También aquí podemos hablar de un dispositivo desaparecedor que involucró sin duda al Estado pero también a grupos privados asociados con él. Con respecto al Estado, se verifica la participación de las agencias de seguridad, como se ha señalado, pero también, y no menos importante, del sistema jurídico. La investigación del Observatorio sobre Desaparición e Impunidad, ya mencionada, así como el material periodístico y testimonial, ponen en evidencia cómo, por distintos medios, el Ministerio Público ha intentado impedir las denuncias, incluso negándose a recibirlas, a la vez que ha encubierto los actos de tortura utilizados para “identificar” culpables y sesgar declaraciones.

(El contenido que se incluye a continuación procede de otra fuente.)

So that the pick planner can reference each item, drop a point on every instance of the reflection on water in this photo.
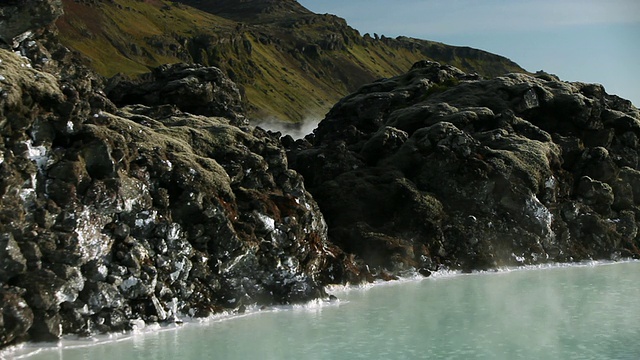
(577, 312)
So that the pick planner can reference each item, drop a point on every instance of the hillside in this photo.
(289, 62)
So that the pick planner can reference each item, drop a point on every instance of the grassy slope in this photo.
(268, 58)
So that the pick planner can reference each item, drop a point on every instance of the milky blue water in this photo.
(577, 312)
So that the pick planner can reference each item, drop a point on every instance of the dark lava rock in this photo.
(114, 217)
(192, 88)
(440, 168)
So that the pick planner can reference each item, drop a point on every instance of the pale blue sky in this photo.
(579, 40)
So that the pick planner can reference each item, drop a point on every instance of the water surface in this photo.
(563, 312)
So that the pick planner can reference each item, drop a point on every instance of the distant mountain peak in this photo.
(249, 10)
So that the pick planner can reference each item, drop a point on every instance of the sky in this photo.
(593, 41)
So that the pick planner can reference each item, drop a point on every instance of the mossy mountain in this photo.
(290, 62)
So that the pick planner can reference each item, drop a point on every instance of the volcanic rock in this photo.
(440, 168)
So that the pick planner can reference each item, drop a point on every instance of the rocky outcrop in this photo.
(114, 217)
(440, 168)
(192, 88)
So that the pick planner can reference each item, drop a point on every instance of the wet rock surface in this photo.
(130, 202)
(441, 168)
(114, 217)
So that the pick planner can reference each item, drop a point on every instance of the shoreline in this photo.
(29, 349)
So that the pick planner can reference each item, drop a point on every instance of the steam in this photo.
(295, 130)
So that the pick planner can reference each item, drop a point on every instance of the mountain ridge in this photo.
(290, 63)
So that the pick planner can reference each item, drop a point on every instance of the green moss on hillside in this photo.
(289, 67)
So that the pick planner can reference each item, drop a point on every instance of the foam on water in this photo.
(26, 351)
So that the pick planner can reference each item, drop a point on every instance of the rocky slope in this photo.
(289, 63)
(437, 167)
(113, 217)
(128, 202)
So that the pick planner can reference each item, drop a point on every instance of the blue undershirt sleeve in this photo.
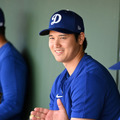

También ha persistido en caratular la desaparición como secuestro para distorsionar el registro. A todo ello, le siguen los “descuidos” y “errores” en la conformación de los expedientes y en las investigaciones judiciales, que no son un dato nuevo. Hacer pasar la obstrucción de la justicia como un acto de torpeza burocrática (como entregar un acta de defunción sin nombre) es una práctica que viene de los años setenta y en la que el Estado mexicano ha sido especialista, dejando siempre abierta la duda de si se trata de confusión, torpeza o intencionalidad solapada. Todos estos manejos, que muestran la complicidad de la justicia en la práctica de la desaparición, han garantizado la impunidad de los culpables. Al respecto, baste decir que, de acuerdo con la Procuraduría General de la República, de las escasas 732 investigaciones iniciadas en el fuero federal por el delito de desaparición forzada entre 2006 y marzo de 2017, sólo se judicializaron 19. De ellas, nueve -menos de la mitad- obtuvieron una sentencia condenatoria y apenas siete de las mismas correspondían a expedientes iniciados luego del 2006, año de inicio de la llamada “guerra contra el crimen” que multiplicó el fenómeno.38

Con respecto a la desaparición física de los cuerpos, ésta se ha gestionado principalmente mediante entierros clandestinos, que los familiares buscan y encuentran en todo el territorio nacional. La Comisión Nacional de Búsqueda de Personas ha reportado 3 631 fosas clandestinas localizadas en todas las entidades federativas, con excepción de Chiapas, Ciudad de México, Guanajuato, Oaxaca y Querétaro.39 En algunos casos los restos se encuentran en entierros precarios, “como animalitos” -dicen los familiares- o bien en fosas clandestinas cubiertas con cemento y cal, con decenas de cuerpos desmembrados, como en la fosa ubicada en el municipio de Tlalmanalco, Estado de México, donde se encontraron los cuerpos de los jóvenes secuestrados en el bar Heaven, en mayo de 2013. Por fin, existen otras con los restos de cientos de personas, como las fosas clandestinas de Tetelcingo, Morelos, donde nada menos que la Fiscalía General del Estado enterró al menos 117 cuerpos sin identificar, muchos de ellos con signos de tortura.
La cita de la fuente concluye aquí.